Non. Pas du tout. La fois où j’ai fait un premier disque, il me l’a presque jeté à la gueule : « Oui Nique Ta Mère, c’est n’importe quoi. Je ne comprends pas que Denisot ne t’ait pas mis une gifle dans la gueule. » Forcément, je ne suis pas dans la bonne trajectoire.

Quand vous avez eu vos enfants, est-ce que vous vous êtes promis de ne pas être comme lui ?

Bien sûr que ce sont des choses que je me dis, de ne pas reproduire, mais personne n’est parfait. Pour moi, j’ai pris perpète avec ces gens-là. Je considère qu’ils sont là, je vis pour eux. Tout ce petit groupe de gens, mes fils, leurs mères, mes amis, donnent beaucoup de sens à ma vie.

Il y a l’ennui qui est glaçant dans cet ouvrage, chaque seconde est une éternité. C’est vrai que quand on est tout seul et qu’on regarde dehors et que rien ne se passe…

Il faut savoir bien s’entendre avec soi-même.

Ce livre est aussi une façon de poser des mots. Est-ce que ça fait du bien d’écrire ? Est-ce que c’est dur d’écrire ça ?

Ça fait figure de thérapie pour moi. D’écrire, de me raconter, de me délester un peu. Je trouve que ça devrait être inscrit au programme de l’Éducation nationale. Ce n’est pas une connerie ! Tenir un journal de bord et s’écrire, se raconter, ça fait du bien.

Est-ce que vous êtes fier du parcours déjà accompli ?

Bien sûr, je suis content, mais ma fierté, je la lis dans les yeux des autres. En plus, je crois que je suis naturellement fier. J’ai un ego vertigineux et avec le temps, l’âge aidant, ça ne s’arrange pas.

« Je me dis que dans tout ce que je fais, ce qui est bien, c’est qu’aux yeux des miens, j’aurais laissé une trace qui ne sera pas juste un album de famille. J’aimerais que ça arrive à tout le monde de pouvoir s’inscrire dans sa légende personnelle. »

En tout cas, ce livre, c’est une belle victoire sur la vie. Comme quoi tout est possible ?

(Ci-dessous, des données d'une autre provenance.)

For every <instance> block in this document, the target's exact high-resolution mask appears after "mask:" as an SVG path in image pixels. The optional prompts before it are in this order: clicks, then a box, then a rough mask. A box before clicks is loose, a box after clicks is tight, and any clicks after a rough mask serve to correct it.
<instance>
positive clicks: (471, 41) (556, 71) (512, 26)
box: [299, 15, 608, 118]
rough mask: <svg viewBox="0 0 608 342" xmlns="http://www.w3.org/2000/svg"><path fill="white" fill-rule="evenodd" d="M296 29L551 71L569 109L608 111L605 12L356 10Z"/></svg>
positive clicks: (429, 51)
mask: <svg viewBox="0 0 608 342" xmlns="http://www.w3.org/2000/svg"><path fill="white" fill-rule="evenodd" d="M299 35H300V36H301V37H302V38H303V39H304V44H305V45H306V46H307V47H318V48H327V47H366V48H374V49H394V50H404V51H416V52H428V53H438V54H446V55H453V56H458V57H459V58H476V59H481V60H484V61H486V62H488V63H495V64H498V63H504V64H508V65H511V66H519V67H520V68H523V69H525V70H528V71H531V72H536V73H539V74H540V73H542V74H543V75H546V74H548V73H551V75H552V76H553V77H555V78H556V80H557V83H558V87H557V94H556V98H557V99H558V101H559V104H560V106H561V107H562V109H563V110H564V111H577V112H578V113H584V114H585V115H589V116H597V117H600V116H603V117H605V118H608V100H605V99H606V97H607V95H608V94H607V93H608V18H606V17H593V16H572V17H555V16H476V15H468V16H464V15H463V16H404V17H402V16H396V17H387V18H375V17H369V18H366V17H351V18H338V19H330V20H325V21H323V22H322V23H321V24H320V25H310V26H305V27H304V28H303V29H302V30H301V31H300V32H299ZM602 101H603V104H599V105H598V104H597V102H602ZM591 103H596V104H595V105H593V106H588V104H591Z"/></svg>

Moi, j’ai toujours une fascination pour les gens qui avaient plusieurs vies. Et, je me rends compte qu’en fait, je ne suis pas mal quand même. Je m’entraîne dur ! Je disais à mon fils, qui pratique le football, il y a quelques temps, mais ce n’est pas toi qui es mauvais, c’est la vie qui est dure. N’oublie jamais ça. Voilà, il fera ce qu’il veut de cette phrase.

Est-ce qu’aujourd’hui, vous êtes plus serein ? Est-ce que vous profitez du moment ? On a l’impression que vous êtes différent.

J’ai une vraie sensation de liberté dans à peu près tout ce que je fais aujourd’hui. On a en projet d’aller se balader en France, de voir des gens dans tous les sens et de les écouter nous raconter des histoires. Moi, j’arrive d’un endroit où on pensait que la limite du monde, c’était le trottoir d’en face donc, effectivement, ça apaise tout ça.